- Vaniputhur Location in Tamil Nadu, India
- Coordinates: 11°30′54″N 77°22′41″E﻿ / ﻿11.51500°N 77.37806°E
- Country: India
- State: Tamil Nadu
- District: Erode

Area
- • Total: 8 km^{2} (3.1 sq mi)

Population (2011)
- • Total: 12,044
- • Density: 1,500/km^{2} (3,900/sq mi)

Languages
- • Official: Tamil
- Time zone: UTC+5:30 (IST)

= Vaniputhur =

Vaniputhur is a panchayat town in Gobichettipalayam taluk of Erode district in the Indian state of Tamil Nadu. It is located in the north-western part of the state. Spread across an area of 8 km2, it had a population of 12,044 individuals as per the 2011 census.

== Geography and administration ==
Vaniputhur is located in Gobichettipalayam taluk, Gobichettipalayam division of Erode district in the Indian state of Tamil Nadu. Spread across an area of 8 km2, it is one of the 42 panchayat towns in the district. It is located in the north-western part of the state.

The town panchayat is headed by a chairperson, who is elected by the members, who are chosen through direct elections.
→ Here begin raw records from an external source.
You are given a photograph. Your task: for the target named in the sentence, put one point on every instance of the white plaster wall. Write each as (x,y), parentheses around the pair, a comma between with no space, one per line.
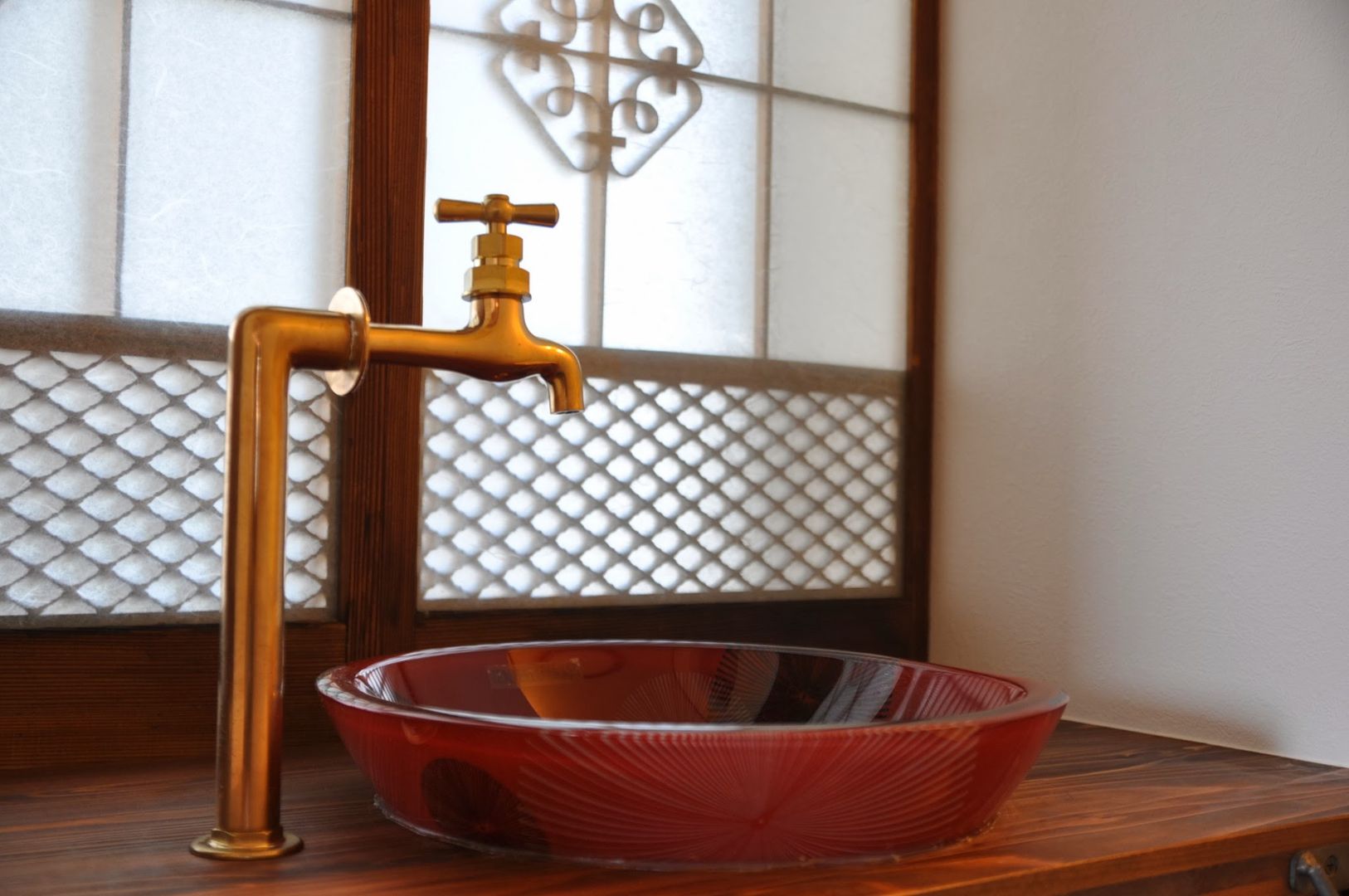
(1143,387)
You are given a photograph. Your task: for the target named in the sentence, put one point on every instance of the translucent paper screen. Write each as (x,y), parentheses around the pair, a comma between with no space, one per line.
(173,159)
(709,161)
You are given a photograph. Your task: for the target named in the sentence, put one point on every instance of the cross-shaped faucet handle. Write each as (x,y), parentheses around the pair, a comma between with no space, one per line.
(497,208)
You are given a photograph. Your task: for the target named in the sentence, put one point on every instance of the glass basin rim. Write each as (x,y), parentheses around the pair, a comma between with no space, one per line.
(340,684)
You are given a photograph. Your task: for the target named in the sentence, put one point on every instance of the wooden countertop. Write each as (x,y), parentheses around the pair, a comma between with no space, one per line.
(1103,811)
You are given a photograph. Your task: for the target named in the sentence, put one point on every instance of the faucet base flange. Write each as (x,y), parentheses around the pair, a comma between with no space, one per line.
(217,845)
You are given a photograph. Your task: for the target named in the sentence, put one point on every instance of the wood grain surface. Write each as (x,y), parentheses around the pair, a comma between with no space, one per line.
(138,694)
(379,525)
(1103,811)
(919,383)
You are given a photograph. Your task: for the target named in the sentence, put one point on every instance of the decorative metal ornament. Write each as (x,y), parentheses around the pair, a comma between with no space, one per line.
(636,86)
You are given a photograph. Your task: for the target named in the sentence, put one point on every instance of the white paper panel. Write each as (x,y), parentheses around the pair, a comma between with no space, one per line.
(236,165)
(728,32)
(838,247)
(680,250)
(846,49)
(60,79)
(482,139)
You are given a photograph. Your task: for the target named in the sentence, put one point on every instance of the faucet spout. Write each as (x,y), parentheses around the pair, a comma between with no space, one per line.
(495,346)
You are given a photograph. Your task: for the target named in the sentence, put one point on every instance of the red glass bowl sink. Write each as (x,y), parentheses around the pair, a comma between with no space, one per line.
(668,755)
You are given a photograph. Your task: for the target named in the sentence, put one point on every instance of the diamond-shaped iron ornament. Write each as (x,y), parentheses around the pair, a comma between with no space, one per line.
(640,53)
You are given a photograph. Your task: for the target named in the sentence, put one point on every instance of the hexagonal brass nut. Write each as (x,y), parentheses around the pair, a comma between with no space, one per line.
(498,246)
(497,280)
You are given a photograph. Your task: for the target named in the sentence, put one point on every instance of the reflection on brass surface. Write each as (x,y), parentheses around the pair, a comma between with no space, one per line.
(265,346)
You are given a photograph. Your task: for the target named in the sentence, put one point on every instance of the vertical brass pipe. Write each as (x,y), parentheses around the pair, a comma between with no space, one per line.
(265,346)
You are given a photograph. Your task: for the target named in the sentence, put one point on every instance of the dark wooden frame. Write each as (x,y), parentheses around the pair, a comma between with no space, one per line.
(75,695)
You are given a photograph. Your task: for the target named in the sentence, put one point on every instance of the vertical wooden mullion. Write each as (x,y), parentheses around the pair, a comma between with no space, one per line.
(916,532)
(381,443)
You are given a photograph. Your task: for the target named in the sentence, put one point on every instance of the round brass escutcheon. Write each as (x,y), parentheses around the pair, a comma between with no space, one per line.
(215,845)
(349,301)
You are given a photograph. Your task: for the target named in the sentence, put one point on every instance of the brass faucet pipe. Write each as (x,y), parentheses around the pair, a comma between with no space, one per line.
(497,346)
(266,344)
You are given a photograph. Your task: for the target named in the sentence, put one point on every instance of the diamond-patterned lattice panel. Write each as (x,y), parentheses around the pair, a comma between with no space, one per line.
(656,489)
(111,482)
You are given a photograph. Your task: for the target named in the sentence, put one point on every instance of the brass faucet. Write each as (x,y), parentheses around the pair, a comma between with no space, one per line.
(265,346)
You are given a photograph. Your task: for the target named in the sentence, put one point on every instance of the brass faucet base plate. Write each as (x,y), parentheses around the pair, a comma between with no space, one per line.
(208,846)
(349,301)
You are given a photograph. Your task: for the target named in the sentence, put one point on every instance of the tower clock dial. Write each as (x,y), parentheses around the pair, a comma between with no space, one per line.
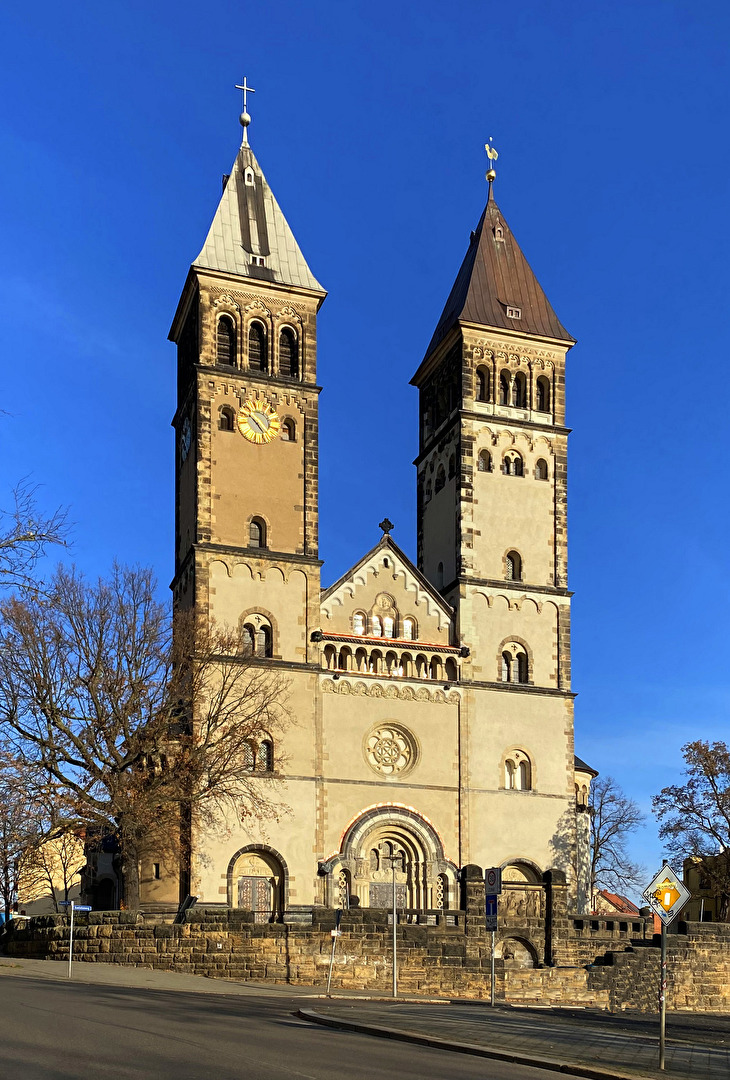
(258,421)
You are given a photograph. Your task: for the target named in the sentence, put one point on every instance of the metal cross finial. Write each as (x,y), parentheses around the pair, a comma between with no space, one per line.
(246,90)
(244,119)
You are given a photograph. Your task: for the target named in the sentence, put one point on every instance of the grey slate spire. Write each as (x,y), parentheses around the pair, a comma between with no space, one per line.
(249,237)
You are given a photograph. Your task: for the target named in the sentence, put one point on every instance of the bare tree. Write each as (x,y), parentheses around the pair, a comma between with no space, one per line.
(144,733)
(695,817)
(26,534)
(613,818)
(19,835)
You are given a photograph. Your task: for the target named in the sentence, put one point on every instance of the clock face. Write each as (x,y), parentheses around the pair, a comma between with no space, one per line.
(258,421)
(186,437)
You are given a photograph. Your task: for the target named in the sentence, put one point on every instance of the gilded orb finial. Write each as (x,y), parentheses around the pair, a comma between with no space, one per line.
(492,156)
(244,119)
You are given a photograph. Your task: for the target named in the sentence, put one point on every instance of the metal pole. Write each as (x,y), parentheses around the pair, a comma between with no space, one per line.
(662,1002)
(70,942)
(491,969)
(395,969)
(335,935)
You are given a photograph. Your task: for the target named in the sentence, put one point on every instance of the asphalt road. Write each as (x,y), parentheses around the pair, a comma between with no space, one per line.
(73,1031)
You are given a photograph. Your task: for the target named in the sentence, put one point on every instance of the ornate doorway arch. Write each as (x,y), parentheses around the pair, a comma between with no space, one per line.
(384,839)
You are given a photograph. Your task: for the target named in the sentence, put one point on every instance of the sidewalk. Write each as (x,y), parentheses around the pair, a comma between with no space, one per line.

The town forms part of the Gobichettipalayam Assembly constituency that elects its member to the Tamil Nadu legislative assembly and the Tiruppur Lok Sabha constituency that elects its member to the Parliament of India.

==Demographics==
As per the 2011 census, Vaniputhur had a population of 12,044 individuals across 3,748 households. The population saw a marginal decrease compared to the previous census in 2001 when 12,207 inhabitants were registered. The population consisted of 5,937 males	and 6,107 females. About 904 individuals were below the age of six years. The entire population is classified as urban. The town has an average literacy rate of 67.9%. About 14.1% of the population belonged to scheduled castes.

About 54.9% of the eligible population were employed, of which majority were involved in agriculture and allied activities. Hinduism was the majority religion which was followed by 94.8% of the population, with Islam (3.8%) and Christianity (0.9%) being minor religions.